Digitally Cocooning Ourselves

digital cocoon

I spend a lot of time on the Net. If my mother were still alive she might be a little concerned. “Go outside and get some fresh air” she would probably say. I still remember hearing those exact words as she made numerous futile attempts to pry my brother and I from our beloved Intellivision console.
I read dozens of blogs on a regular basis each week and I’m a fairly avid commenter—I think I’ve even got a Disqus profile, although I don’t recall ever creating it. I try, depending on my workload, to publish 3 to 5 posts each month myself. I’m also on the usual revolving list of social networks like most other people.

If there’s one thing I genuinely love about the Net it would have to be that it’s really, really eclectic.

You don’t have to go looking very far to find a broad range of ideas and opinions on every conceivable subject. Of course it goes without saying, there’s something for everyone—every taste, niche interest, political viewpoint, ideological perspective, cultural or spiritual belief—from mainstream to the über obscure.

But some of us don’t necessarily gravitate towards the open expansiveness offered by the Net. In fact it’s become quite fashionable (and easy), through a range of tools and technologies, to filter basically everything we consume, create, or interact with online and focus our attention into a narrow stream of influence.

When did this tendency to ruthlessly filter all the things on our computer screens start? Back with email spam?
We can now effectively silence the Net’s rich diversity of information and ideas by focusing solely on the content we “like”. It could start by visiting the same 2 or 3 news sites every day or reading only the columnists who share our political sensibilities; associating only with our Facebook friends; following only the sports or listening to the bands we already know.
Personally, I haven’t the slightest clue why someone would want to set up an iGoogle start page and arbitrarily restrict the Net down to a few select information feeds when so many interesting Web sites await discovery.

Comfortably Numb
Doesn’t it feel like you’re sometimes in a rut online? Maybe Google works too well. The mobile apps we use have possibly become a little too precise. What ever happened to serendipity? Has cultural engagement been assimilated by algorithmic culture? If you’re not always looking for the most obvious result then go ahead and try another search engine. Visit sites you’ve never been to before. If you’re into digital technology try reading independent blogs instead of Mashable, TechCrunch, or Gizmodo; Pop culture, read something other than Huffington Post, Gawker, or BuzzFeed. Bet you can’t avoid at least a few sites on Technorati’s Top 100 though.

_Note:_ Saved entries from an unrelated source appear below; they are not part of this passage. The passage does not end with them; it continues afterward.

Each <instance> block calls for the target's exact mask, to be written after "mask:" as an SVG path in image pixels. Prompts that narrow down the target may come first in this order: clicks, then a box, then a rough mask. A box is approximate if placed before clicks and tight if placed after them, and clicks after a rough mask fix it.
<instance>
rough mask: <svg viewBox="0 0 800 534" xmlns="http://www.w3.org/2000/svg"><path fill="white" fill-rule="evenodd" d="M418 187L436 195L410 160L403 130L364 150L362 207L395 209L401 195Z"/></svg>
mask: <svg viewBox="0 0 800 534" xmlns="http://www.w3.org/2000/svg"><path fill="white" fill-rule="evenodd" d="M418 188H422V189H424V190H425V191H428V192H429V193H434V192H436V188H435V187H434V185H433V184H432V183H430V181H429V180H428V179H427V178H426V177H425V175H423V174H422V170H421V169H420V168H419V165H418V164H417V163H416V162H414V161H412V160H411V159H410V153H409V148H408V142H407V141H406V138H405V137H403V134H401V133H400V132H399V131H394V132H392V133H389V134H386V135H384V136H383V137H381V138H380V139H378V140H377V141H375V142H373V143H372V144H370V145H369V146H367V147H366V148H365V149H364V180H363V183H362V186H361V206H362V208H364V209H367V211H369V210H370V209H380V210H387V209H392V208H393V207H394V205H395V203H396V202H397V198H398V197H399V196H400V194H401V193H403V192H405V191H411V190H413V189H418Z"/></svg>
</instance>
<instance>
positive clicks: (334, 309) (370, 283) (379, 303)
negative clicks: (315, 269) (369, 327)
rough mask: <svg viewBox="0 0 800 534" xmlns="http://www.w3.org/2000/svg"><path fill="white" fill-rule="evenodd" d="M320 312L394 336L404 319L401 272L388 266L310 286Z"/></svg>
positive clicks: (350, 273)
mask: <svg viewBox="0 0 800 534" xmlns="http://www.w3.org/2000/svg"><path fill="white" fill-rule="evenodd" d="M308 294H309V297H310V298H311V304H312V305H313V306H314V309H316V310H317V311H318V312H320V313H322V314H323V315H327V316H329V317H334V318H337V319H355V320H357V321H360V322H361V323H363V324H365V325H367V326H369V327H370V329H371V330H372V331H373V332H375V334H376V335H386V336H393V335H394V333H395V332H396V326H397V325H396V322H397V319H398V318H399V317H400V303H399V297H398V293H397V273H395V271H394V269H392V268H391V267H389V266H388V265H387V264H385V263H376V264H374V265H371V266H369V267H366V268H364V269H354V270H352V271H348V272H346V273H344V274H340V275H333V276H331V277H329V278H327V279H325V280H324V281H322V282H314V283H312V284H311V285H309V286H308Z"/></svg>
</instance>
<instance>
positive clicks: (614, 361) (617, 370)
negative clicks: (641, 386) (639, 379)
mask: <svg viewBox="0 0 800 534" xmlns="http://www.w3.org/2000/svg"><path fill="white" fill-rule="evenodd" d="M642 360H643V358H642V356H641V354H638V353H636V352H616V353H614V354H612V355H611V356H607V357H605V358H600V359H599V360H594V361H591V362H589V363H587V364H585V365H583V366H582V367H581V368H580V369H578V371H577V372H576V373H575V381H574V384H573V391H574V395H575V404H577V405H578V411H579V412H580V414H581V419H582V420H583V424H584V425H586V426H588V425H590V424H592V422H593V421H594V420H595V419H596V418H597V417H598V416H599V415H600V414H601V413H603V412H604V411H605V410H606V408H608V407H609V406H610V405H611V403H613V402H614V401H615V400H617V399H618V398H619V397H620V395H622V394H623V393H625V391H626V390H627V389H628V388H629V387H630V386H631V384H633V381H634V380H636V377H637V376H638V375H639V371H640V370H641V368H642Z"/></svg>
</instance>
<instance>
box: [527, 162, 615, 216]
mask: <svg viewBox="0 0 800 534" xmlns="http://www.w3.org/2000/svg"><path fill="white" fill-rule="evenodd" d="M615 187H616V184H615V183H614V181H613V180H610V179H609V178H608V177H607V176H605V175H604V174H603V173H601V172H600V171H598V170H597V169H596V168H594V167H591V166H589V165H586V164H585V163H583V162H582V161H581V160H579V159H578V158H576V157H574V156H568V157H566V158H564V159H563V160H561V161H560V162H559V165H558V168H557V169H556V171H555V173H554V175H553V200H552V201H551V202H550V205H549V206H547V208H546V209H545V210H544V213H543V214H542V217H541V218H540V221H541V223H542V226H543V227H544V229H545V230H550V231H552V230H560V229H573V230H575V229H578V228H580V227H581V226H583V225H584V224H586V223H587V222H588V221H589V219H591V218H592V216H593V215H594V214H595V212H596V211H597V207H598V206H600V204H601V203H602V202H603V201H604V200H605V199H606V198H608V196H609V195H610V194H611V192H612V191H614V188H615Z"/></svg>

You could say some of us have begun digitally cocooning ourselves. If this were a dystopian science-fiction thriller our main characters would only be exposed to a limited set of information sources; interact only with people, ideas, and streams of content deemed appropriate by their peers and the draconian network administrators pulling the strings.
Thankfully the Net is adequately decentralized enough at the moment to prevent such a scenario from ever occurring.

Last week I came across another one of those 5-people-or-things-to-avoid-online-esque blog posts. By the way, these listicle style posts are just nauseatingly written and carry the assumption we’re all too pressed for time to actually do any real reading on our devices. (Funny thing, I was once lauded by a colleague for writing a “long-form” blog, as though it were some sort of nostalgic ode to the pre-digital age of publishing when everything was analog, but I digress). Instead, the popular notion is that brevity reigns supreme on the Net. People like Nicholas Carr suggest we’re skimming articles and only absorbing select fragments of information, sorry, but I again digress.

There are countless so-called experts in social media land preaching to us who and what to avoid on the Net so our experience is “optimized”. No thanks. I love the raw unfiltered discussions and sometimes bizarre random left-field stuff people do and say online.

It’s almost too easy to avoid things we find disagreeable on the Net. Delete, block, unfriend, unfollow, unsubscribe, blacklist.
I have this tool on my site’s control panel called Spam Assassin and it’s just scary how much stuff this app will block. If you’re not careful, messages from real, live people not trying to sell you something will get sent to the trash bin never to be read by human eyes.

While tools like Akismet are rather indispensable, taken to extremes, overzealous “preference” filters can lead to an unnecessarily insular digital existence where we consume and interact ONLY with the things we find fit our specific tastes, social profiles, and criteria for sharing. But go ahead, filter and block away if you feel so compelled. Just realize what you could be missing.